Any suggestion would be appreciated. 

I am trying to get Surround sound out of my Samsung TV. It has an Optical digital out connection and I would like to use the tv as the only input into the HTS. I have a Dish Network HD box and a Playstation 3 plugged into the TV through HDMI ports. The connection works in the sense that sound comes out of the HTS, but it is not surround sound. Even with programs and media that work in surround when I plug the two devices directly.

The Manual for the TV says that when you plug in the Optical cable all you have to do is go to the menu and select if the Digital sound source is PCM or Dolby. But when I go to the menu that option is blanked out. now the only way to input digital HD sound into the TV is the HDMI port. So how do I get digital sorround sound out of this TV?

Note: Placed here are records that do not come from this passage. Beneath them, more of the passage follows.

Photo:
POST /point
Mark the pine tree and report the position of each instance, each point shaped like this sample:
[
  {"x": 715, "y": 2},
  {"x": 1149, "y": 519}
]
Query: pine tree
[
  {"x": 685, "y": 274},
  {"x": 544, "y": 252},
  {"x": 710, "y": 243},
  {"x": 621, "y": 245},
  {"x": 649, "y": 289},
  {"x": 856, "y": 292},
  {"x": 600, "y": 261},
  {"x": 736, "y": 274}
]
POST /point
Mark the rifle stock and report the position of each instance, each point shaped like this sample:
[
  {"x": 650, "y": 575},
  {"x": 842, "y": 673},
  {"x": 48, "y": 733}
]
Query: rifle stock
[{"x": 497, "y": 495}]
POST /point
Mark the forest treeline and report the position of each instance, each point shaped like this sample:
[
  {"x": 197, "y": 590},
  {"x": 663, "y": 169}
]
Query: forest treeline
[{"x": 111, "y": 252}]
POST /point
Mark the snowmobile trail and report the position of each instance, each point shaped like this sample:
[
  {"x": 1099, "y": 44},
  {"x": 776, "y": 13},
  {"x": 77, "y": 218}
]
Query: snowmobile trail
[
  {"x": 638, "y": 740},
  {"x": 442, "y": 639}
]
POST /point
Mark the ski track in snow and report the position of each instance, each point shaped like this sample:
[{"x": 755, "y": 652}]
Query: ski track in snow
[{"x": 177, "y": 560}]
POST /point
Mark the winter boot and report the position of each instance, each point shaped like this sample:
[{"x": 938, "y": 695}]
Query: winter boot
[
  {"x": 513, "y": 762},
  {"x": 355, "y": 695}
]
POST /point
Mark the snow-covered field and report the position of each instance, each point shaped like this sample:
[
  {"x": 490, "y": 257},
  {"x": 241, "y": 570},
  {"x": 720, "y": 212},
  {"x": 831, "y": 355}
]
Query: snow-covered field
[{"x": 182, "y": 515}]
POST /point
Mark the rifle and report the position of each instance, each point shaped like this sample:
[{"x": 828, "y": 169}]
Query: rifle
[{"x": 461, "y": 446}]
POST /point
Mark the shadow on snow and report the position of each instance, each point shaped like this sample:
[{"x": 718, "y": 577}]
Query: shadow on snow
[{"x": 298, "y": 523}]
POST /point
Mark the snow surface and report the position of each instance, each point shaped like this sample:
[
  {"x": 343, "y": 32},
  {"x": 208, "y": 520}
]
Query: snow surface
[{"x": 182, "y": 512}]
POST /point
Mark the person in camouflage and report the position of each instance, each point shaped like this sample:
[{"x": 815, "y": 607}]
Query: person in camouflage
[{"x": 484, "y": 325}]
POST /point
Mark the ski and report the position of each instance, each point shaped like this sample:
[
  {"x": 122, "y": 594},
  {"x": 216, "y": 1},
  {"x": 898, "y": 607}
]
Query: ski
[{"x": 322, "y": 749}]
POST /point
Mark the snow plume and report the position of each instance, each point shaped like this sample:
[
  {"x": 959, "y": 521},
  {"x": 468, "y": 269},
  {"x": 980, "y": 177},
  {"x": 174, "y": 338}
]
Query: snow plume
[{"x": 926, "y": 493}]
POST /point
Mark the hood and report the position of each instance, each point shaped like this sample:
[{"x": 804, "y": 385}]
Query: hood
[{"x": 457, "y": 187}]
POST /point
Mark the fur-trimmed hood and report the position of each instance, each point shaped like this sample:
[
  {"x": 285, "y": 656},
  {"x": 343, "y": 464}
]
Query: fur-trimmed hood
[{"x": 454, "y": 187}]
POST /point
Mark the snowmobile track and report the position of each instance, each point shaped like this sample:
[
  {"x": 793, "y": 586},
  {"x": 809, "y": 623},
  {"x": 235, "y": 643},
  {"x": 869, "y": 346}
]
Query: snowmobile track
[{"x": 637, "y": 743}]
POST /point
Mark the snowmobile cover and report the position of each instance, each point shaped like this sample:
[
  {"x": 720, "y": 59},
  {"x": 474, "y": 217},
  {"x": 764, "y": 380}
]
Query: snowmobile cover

any ideas would be appreciated.


----------



## Wayne A. Pflughaupt (Apr 13, 2006)

Welcome to the Forum, Gonzalo!

If your TV is like most, it will send 5.1 from its optical output only with OTA broadcasts received from its antenna input. No 5.1 from HDMI inputs passes back through the TV’s optical output. 

You have a couple of options:

(1) Send digital audio feeds (optical or coax) from your Dish receiver and Playstation to your HTS.
(2) Send HDMI feeds from your Dish receiver and Playstation to your HTS, then an HDMI output from your HTS to your TV.

Regards,
Wayne


----------



## chemiami (Feb 12, 2010)

Wayne A. Pflughaupt said:


> Welcome to the Forum, Gonzalo!
> 
> If your TV is like most, it will send 5.1 from its optical output only with OTA broadcasts received from its antenna input. No 5.1 from HDMI inputs passes back through the TV’s optical output.
> 
> ...


I was afraid of that. 

Thanks for the help, though!


----------